While at EPA, Mr. Wehrum worked to help craft legislation designed to reduce power plant pollution by 70% - the most dramatic reduction in power plant emissions ever proposed. When the legislation was blocked by Democrats over an unrelated issue, he helped craft a collection of Clean Air rules to accomplish as much of the reductions as allowed under the current Clean Air Act. Together, these rules will dramatically reduce pollution from older, dirtier power plants. One of these rules represents the first time ever that mercury emissions have been regulated. In addition, Mr. Wehrum helped craft the diesel rules now going into effect, which will virtually eliminate sulfur emissions from diesel engines, cutting emissions by 97%. These rules will not only make the black soot coming out of buses and trucks a thing of the past, it will do the same thing for construction and other off-road equipment. The bottom line is that the air is cleaner because of Bill Wehrum. I urge the Committee to support all three nominees.

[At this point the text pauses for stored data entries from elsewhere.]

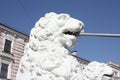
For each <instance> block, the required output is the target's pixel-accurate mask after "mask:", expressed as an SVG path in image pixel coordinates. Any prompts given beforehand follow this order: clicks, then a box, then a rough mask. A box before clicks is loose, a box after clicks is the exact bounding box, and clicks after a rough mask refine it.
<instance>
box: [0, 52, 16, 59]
mask: <svg viewBox="0 0 120 80" xmlns="http://www.w3.org/2000/svg"><path fill="white" fill-rule="evenodd" d="M0 56H1V57H6V58H9V59H11V60H14V56H13V54H10V53H6V52H5V51H2V53H0Z"/></svg>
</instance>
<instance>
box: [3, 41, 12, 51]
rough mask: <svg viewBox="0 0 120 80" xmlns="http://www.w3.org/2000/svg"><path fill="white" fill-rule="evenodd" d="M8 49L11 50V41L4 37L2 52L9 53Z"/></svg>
mask: <svg viewBox="0 0 120 80" xmlns="http://www.w3.org/2000/svg"><path fill="white" fill-rule="evenodd" d="M10 51H11V41H10V40H7V39H6V40H5V45H4V52H7V53H10Z"/></svg>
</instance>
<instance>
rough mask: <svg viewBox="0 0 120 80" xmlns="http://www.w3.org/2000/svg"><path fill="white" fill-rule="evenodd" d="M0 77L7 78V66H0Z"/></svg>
mask: <svg viewBox="0 0 120 80" xmlns="http://www.w3.org/2000/svg"><path fill="white" fill-rule="evenodd" d="M0 70H1V71H0V77H1V78H7V72H8V64H4V63H2V64H1V69H0Z"/></svg>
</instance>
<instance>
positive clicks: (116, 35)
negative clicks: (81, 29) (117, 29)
mask: <svg viewBox="0 0 120 80" xmlns="http://www.w3.org/2000/svg"><path fill="white" fill-rule="evenodd" d="M79 35H80V36H96V37H116V38H120V34H105V33H80V34H79Z"/></svg>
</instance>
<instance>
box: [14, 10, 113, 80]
mask: <svg viewBox="0 0 120 80" xmlns="http://www.w3.org/2000/svg"><path fill="white" fill-rule="evenodd" d="M83 26H84V24H83V23H82V22H81V21H79V20H77V19H74V18H72V17H70V16H69V15H68V14H56V13H54V12H50V13H47V14H46V15H45V16H44V17H42V18H40V20H39V21H38V22H37V23H36V24H35V27H34V28H33V29H32V30H31V33H30V39H29V43H28V44H27V46H26V48H25V51H24V56H23V57H22V58H21V61H20V66H19V70H18V73H17V77H16V80H101V79H102V78H101V77H103V76H104V75H111V74H112V70H111V68H110V67H108V66H107V65H105V64H104V65H105V66H99V68H98V69H97V68H96V66H97V65H99V64H101V63H99V64H96V63H95V64H94V65H95V66H89V65H88V66H89V67H87V66H86V68H85V69H84V70H82V68H81V65H80V63H79V62H78V61H77V60H76V58H74V57H73V56H71V55H70V52H69V50H68V49H67V47H71V46H74V45H75V44H76V42H77V39H76V36H78V35H79V34H80V33H81V32H84V30H83ZM94 68H96V69H97V70H94V71H92V70H93V69H94ZM106 68H107V69H106ZM103 71H104V72H103ZM90 73H91V75H90ZM97 73H99V74H97ZM94 75H95V76H97V79H95V78H96V77H94ZM98 78H99V79H98Z"/></svg>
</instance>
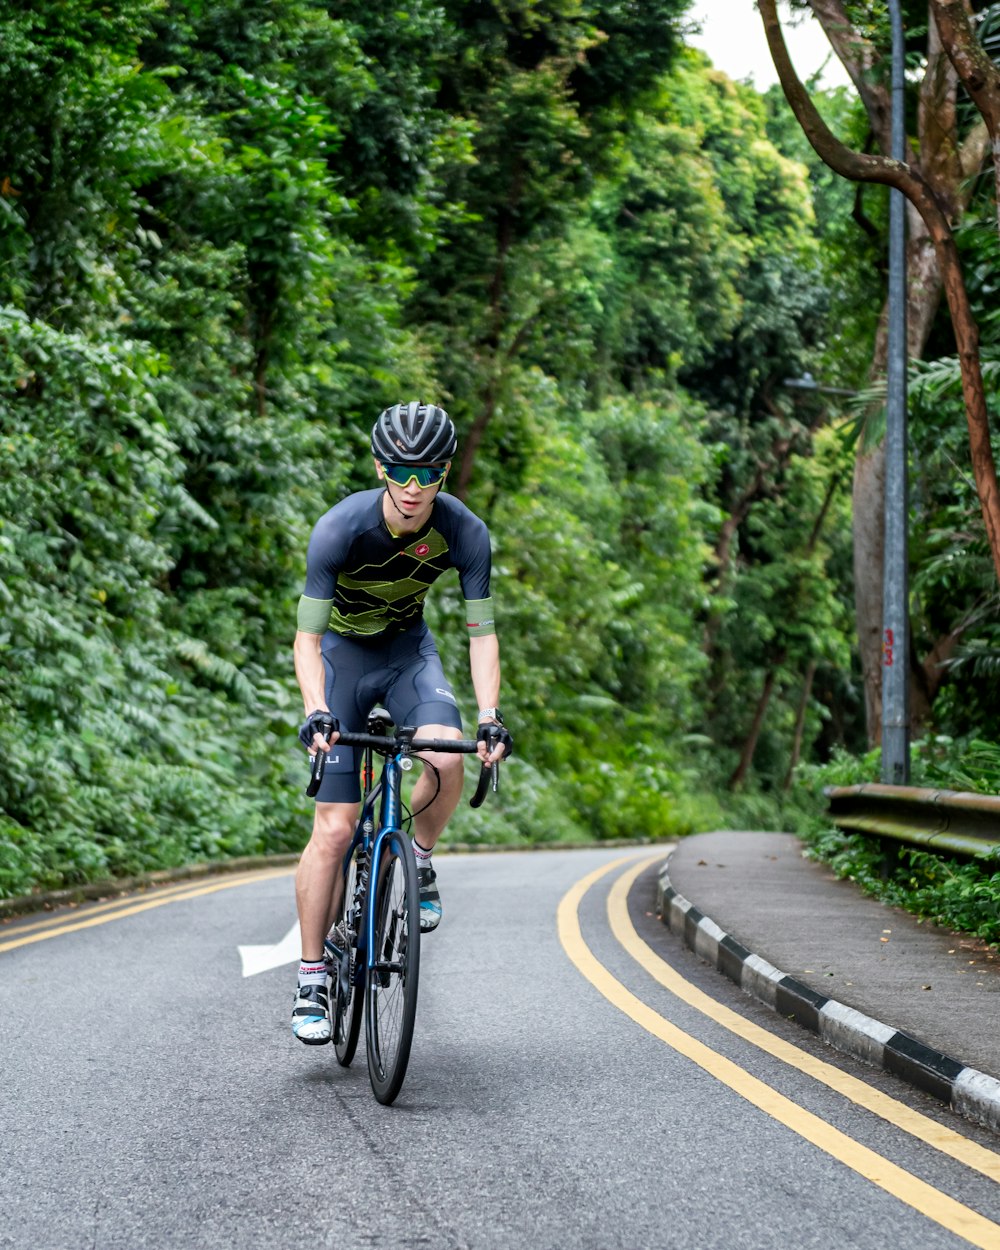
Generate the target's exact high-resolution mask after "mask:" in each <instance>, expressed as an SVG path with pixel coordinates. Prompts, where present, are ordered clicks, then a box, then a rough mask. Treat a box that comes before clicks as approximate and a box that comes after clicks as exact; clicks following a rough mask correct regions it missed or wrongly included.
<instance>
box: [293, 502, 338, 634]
mask: <svg viewBox="0 0 1000 1250" xmlns="http://www.w3.org/2000/svg"><path fill="white" fill-rule="evenodd" d="M342 545H344V544H342V539H341V540H340V541H337V526H336V525H335V524H334V522H332V521H331V519H330V512H327V514H326V515H325V516H321V517H320V519H319V520H317V521H316V524H315V525H314V526H312V534H311V536H310V539H309V550H307V552H306V557H305V590H304V592H302V595H301V597H300V599H299V611H297V627H299V630H300V631H301V632H302V634H325V632H326V630H327V627H329V625H330V614H331V611H332V607H334V591H335V590H336V575H337V572H339V570H340V567H341V565H342V562H344V554H345V552H344V551H342V550H341V547H342Z"/></svg>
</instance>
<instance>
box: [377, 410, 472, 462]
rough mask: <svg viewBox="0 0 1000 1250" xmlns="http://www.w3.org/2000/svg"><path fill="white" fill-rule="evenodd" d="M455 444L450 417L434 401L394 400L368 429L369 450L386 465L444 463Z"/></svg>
mask: <svg viewBox="0 0 1000 1250" xmlns="http://www.w3.org/2000/svg"><path fill="white" fill-rule="evenodd" d="M457 445H459V440H457V439H456V437H455V426H454V425H452V424H451V417H450V416H449V415H447V412H445V410H444V409H442V407H436V406H435V405H434V404H416V402H414V404H394V405H392V407H387V409H386V410H385V411H384V412H382V414H381V416H380V417H379V420H377V421H376V422H375V427H374V429H372V431H371V454H372V455H374V456H375V459H376V460H381V462H382V464H389V465H434V464H444V462H445V460H450V459H451V457H452V456H454V455H455V447H457Z"/></svg>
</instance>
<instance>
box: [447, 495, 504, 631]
mask: <svg viewBox="0 0 1000 1250" xmlns="http://www.w3.org/2000/svg"><path fill="white" fill-rule="evenodd" d="M455 567H456V569H457V570H459V581H460V582H461V592H462V595H464V597H465V621H466V624H467V626H469V636H470V637H481V636H482V635H485V634H495V632H496V622H495V619H494V606H492V596H491V594H490V572H491V567H492V554H491V551H490V531H489V530H487V529H486V525H485V522H484V521H481V520H480V519H479V517H477V516H474V515H472V514H471V512H469V514H467V515H466V517H465V525H464V526H462V530H461V539H460V541H459V542H457V545H456V550H455Z"/></svg>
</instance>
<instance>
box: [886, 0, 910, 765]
mask: <svg viewBox="0 0 1000 1250" xmlns="http://www.w3.org/2000/svg"><path fill="white" fill-rule="evenodd" d="M889 12H890V19H891V25H893V156H894V159H895V160H899V161H904V160H905V159H906V120H905V108H904V85H905V76H904V45H903V16H901V12H900V5H899V0H889ZM906 477H908V474H906V202H905V199H904V195H903V191H898V190H895V187H894V189H893V190H890V192H889V340H888V377H886V410H885V549H884V565H883V770H881V779H883V781H884V783H886V784H889V785H906V783H908V781H909V779H910V684H909V669H910V656H909V652H910V619H909V571H908V562H909V560H908V540H906V520H908V506H909V505H908V481H906Z"/></svg>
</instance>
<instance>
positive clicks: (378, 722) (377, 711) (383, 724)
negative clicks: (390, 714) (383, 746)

Today, we will also be voting on a change of the Committee rules with regard to the naming of public buildings and facilities - Rule 7 D. This proposal is intended as an opportunity to allow a frank, open, and non-partisan discussion of the possibility of allowing the naming of public buildings after judges over age 70 who are still living and are either serving on the bench – in “senior” status – or retired. Needless to say, the adoption of this proposed amendment to the rule would not mean that every naming proposal would have to be granted. I would certainly consider each naming proposal individually, based on a number of criteria. It doubtless occurs to every member of this Committee the implications of a judge presiding in a courthouse named after him- or herself. I look forward to an honest discussion of this important subject.